« Historiquement, les moments d’inflexion technologique peuvent être très importants pour injecter de la concurrence dans les marchés. S’il y existe des acteurs dominants, une technologie totalement nouvelle peut les rendre partiellement obsolètes. Mais avec l’intelligence artificielle [IA], il y a déjà des inquiétudes [que cela ne soit pas le cas]. » Ce constat a été formulé le 3 novembre par Lina Khan, la présidente de la Federal Trade Commission (FTC), l’autorité américaine de la concurrence. Mme Khan répondait à l’agence Bloomberg, qui l’interrogeait sur le risque de voir reproduite dans l’IA la mainmise déjà établie sur le numérique par Google, Microsoft, Meta (Facebook, Instagram) et Amazon.

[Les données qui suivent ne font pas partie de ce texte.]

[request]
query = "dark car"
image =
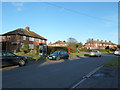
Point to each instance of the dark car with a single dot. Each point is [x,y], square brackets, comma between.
[59,55]
[8,58]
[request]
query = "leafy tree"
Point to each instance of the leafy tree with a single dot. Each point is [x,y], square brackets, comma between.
[79,45]
[25,49]
[72,44]
[37,49]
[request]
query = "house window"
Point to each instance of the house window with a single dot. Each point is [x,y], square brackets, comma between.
[8,37]
[31,46]
[24,37]
[31,39]
[37,40]
[22,45]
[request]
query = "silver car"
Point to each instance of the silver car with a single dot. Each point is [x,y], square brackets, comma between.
[95,53]
[117,52]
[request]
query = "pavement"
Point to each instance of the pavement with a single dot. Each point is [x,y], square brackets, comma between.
[106,77]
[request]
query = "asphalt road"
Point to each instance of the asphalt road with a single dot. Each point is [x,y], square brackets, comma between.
[52,74]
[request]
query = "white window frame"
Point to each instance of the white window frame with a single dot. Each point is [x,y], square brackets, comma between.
[31,39]
[37,40]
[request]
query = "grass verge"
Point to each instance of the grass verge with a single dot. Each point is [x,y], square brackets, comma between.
[113,63]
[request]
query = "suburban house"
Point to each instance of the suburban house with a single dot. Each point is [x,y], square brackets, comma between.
[58,44]
[97,44]
[16,39]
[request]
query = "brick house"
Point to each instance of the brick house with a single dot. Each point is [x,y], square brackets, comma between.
[14,40]
[96,44]
[58,44]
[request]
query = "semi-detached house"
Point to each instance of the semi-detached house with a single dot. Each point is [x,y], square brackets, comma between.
[14,40]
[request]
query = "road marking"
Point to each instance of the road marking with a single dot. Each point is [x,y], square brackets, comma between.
[85,77]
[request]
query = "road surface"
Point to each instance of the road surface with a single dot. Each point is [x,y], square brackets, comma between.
[52,74]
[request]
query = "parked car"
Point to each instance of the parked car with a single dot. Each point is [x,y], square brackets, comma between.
[8,58]
[117,52]
[57,55]
[95,53]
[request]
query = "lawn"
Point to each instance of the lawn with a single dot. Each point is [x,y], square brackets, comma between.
[113,63]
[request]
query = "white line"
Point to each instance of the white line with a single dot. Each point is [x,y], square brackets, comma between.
[86,76]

Cette question s’est aussi invitée au sommet sur les risques de l’IA organisé par Londres début novembre, pourtant initialement centré sur l’éventualité de voir des logiciels s’affranchir du contrôle humain, ou favoriser le lancement d’attaques informatiques et biologiques : « Nous courons le risque de voir encore renforcée la dominance d’une poignée d’acteurs privés sur nos économies et nos institutions », a alerté Amba Kak, directrice de l’AI Now Institute, une ONG qui étudie les implications sociales et éthiques de l’IA. Le ministre délégué français chargé du numérique, Jean-Noël Barrot, s’est, lui, inquiété de la « constitution de monopoles », alors qu’une lettre signée de nombreux chercheurs et de dirigeants de start-up mettait en garde contre la « concentration de pouvoir » dans l’IA.
« Le gouvernement américain a raison de s’inquiéter de l’équité dans le secteur. Le favoritisme pourrait tuer la concurrence et priver de choix le consommateur », a aussi estimé Garry Tan, le patron de l’incubateur de start-up de la Silicon Valley Y Combinator, le 4 novembre. Ce discours rappelle l’accusation formulée contre les géants du numérique d’avoir parfois favorisé leurs propres services sur leurs moteurs de recherche, environnements mobiles, plates-formes d’e-commerce, etc.
Pourtant, l’essor récent de l’IA a fait émerger de nouveaux acteurs et dirigeants, comme OpenAI, le créateur du robot conversationnel ChatGPT, et Sam Altman, son PDG de 38 ans. Mais la start-up est déjà très liée à Microsoft, qui y a investi 11 milliards de dollars (10,3 milliards d’euros). Cofondateur d’OpenAI, l’homme d’affaires Elon Musk a déploré en février que ce projet, conçu comme un « contrepoids à Google », soit aujourd’hui « contrôlé par Microsoft ».
Manque de garde-fous spécifiques
Si M. Altman est allé chercher ce poids lourd du cloud – les services en ligne pour entreprises –, c’est dans le but d’avoir accès à ses énormes capacités de calcul nécessaires dans l’IA : faire tourner ChatGPT coûtait déjà 700 000 dollars par jour en février, selon le site SemiAnalysis. Autre start-up du secteur de l’IA, Anthropic vient d’accepter 4 milliards de dollars d’investissement de la part d’Amazon et 2 milliards de Google. Actionnaires d’OpenAI ou d’Anthropic, les deux multinationales commercialisent d’ailleurs leurs modèles d’IA auprès de leurs propres clients.